Demand is more difficult to quantify, but there are a few things to look for. Well-known influencers such as Elon Musk and Mark Cuban can cause wild price swings one way or the other with a simple Tweet, while news that a large government plans to tax crypto-related income or outlaw mining tends to depress prices. Individual tokens are also affected by projects they are associated with. For example, Ethereum may see a spike in value after a developer releases a new use for its programmable blockchain. That said, some price swings cannot be traced back to any root cause. 

What Should I Look for in an Investment Opportunity?

Many new crypto investors fail to take transaction fees into account when planning their investments, so make sure you know what the exchange you’re using will charge per trade. Beginner-friendly options such as Paypal and CoinBase charge a premium for the convenience they offer, so you may need to graduate to another exchange if you’re serious.

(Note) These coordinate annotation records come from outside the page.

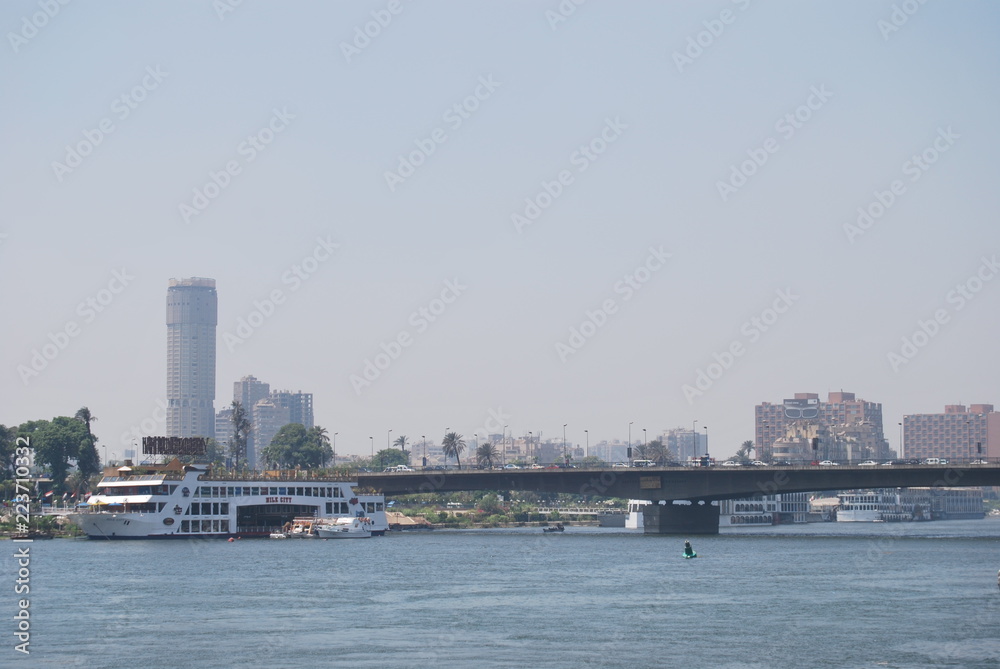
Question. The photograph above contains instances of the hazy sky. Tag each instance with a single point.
(667, 172)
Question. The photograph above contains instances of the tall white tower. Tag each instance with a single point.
(192, 316)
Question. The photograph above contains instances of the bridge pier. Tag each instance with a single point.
(694, 518)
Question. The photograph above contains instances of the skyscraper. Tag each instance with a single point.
(192, 315)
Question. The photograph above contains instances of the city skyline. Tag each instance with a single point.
(656, 215)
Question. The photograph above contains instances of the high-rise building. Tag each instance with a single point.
(299, 406)
(248, 391)
(850, 427)
(960, 433)
(192, 316)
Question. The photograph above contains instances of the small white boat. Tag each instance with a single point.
(345, 528)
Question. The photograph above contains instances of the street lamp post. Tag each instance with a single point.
(628, 448)
(503, 440)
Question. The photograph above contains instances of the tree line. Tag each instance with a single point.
(59, 445)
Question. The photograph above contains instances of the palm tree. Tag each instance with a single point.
(89, 461)
(486, 454)
(453, 446)
(744, 452)
(241, 431)
(319, 436)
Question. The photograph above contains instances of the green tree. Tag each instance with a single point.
(658, 452)
(487, 454)
(401, 442)
(56, 443)
(490, 504)
(241, 433)
(7, 451)
(453, 446)
(743, 454)
(391, 457)
(320, 438)
(88, 461)
(294, 446)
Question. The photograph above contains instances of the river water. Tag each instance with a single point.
(823, 595)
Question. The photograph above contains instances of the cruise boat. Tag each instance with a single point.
(195, 503)
(345, 528)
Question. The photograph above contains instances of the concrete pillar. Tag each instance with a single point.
(693, 518)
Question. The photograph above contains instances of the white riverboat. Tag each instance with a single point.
(345, 528)
(874, 506)
(191, 503)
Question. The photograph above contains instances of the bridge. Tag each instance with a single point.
(694, 487)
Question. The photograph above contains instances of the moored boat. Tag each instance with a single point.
(195, 503)
(345, 528)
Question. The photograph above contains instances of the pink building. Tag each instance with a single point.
(958, 434)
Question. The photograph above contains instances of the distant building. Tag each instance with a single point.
(684, 443)
(223, 430)
(192, 316)
(248, 391)
(268, 418)
(959, 433)
(848, 428)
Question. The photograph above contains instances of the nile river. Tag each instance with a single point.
(823, 595)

Investing in crypto can yield astronomical profits in short order, but remember that it’s just as easy to lose everything. As such, invest only what you can afford to lose. You should also avoid blindly trusting experts who may purchase a cheap token and hype it up to turn a profit at the expense of those who took their “advice.” Instead, turn to trustworthy sources of information such as CoinMarketCap for information on a token’s price history, circulating supply, and prospects. 

What Advantages Can Crypto Tokens Provide?

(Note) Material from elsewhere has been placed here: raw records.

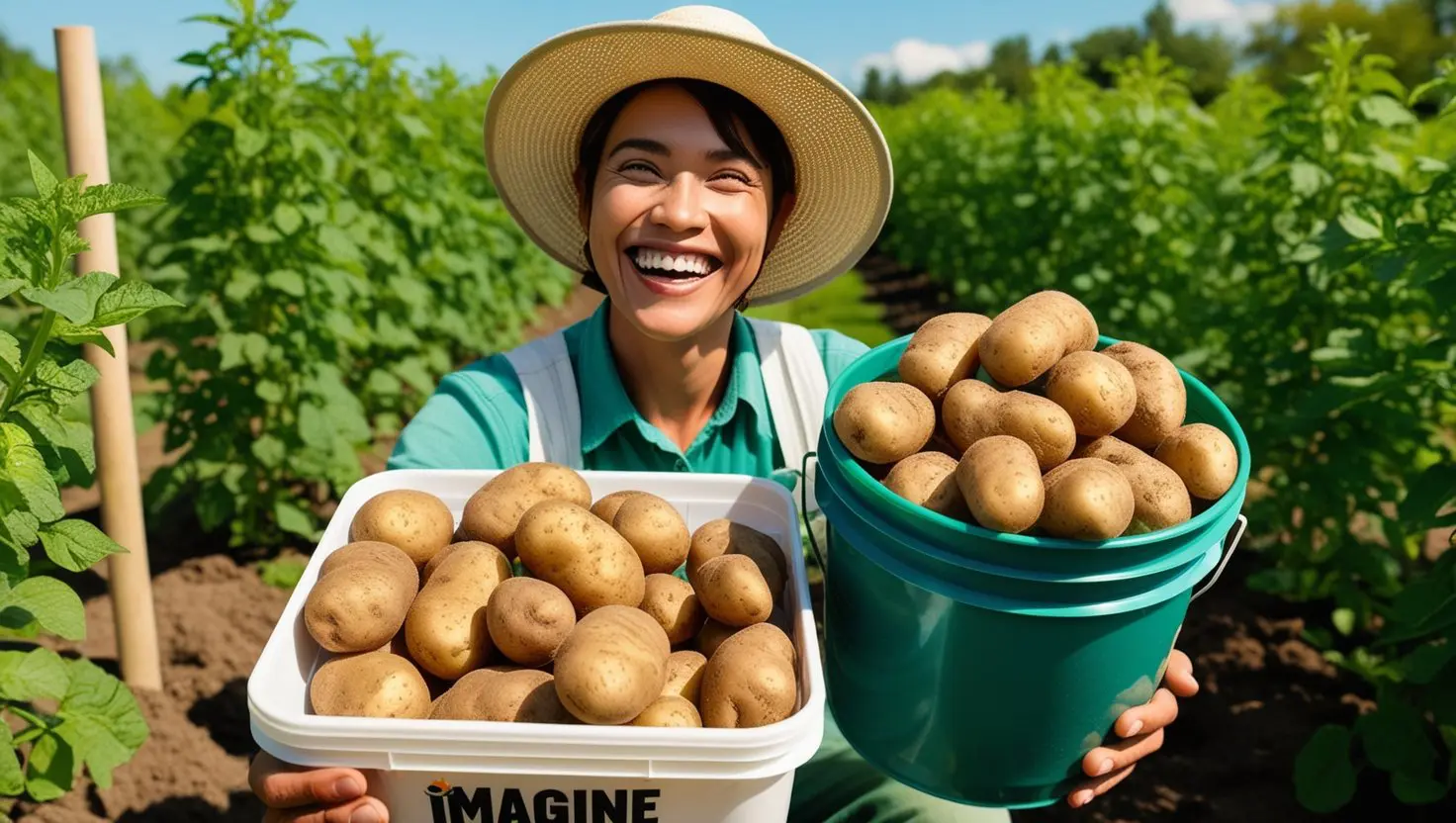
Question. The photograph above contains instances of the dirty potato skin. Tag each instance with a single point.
(1002, 484)
(734, 592)
(446, 628)
(504, 693)
(372, 684)
(529, 619)
(496, 508)
(656, 530)
(1162, 400)
(1095, 389)
(1033, 333)
(1159, 496)
(571, 548)
(724, 536)
(1203, 456)
(929, 480)
(973, 412)
(943, 351)
(747, 682)
(611, 666)
(361, 597)
(670, 711)
(675, 604)
(1088, 499)
(884, 421)
(416, 521)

Crypto facilitates free trade and fair competition by giving people in developing nations like Guatemala and Bangladesh access to the same reliable currency used by Americans and Europeans. The blockchain is also considered hack-proof since all blocks would need to be compromised simultaneously to ensure their constant agreement, something that cannot be said for traditional bank accounts. Many blockchains can support transactions worth less than an American penny as well, allowing for microtransactions to monetize goods and services that otherwise would need to be free. 

What Are the Disadvantages of Using Crypto as an Everyday Currency?

The mining process is slow and energy-intensive, leading to high transaction fees and climate-change concerns. For example, Bitcoin miners can approve three to seven transactions per second while VISA can process 24,000 in the same amount of time. The unstable price of crypto tokens can also make it difficult for businesses to charge fair prices. An item at one BTC could be $50,000 today but $60,000 or $40,000 tomorrow. While the blockchain itself hasn’t been hacked yet, exchanges and wallets have successfully been hacked and cost crypto investors millions. Most crypto accounts lack FDIC (Federal Deposit Insurance Corporation) insurance, so hacks are typically a total loss. 

Are Non-Fungible Tokens (NFTs) Cryptocurrencies?

They are not, but most take advantage of the same blockchain technology. While coins are fungible by nature (meaning that each coin carries identical value), NFTs are unique assets like digital art where only one exists. As such, every NFT is a distinct asset whereas cryptocurrencies are completely interchangeable. You can read this article from Bloomberg on NFTs.

Parting Thoughts

Cryptocurrencies and the blockchain are a deep topic, but the information above should prove sufficient to give you an idea of what they are and how they work. It’s up to you to decide what you want to do with this information.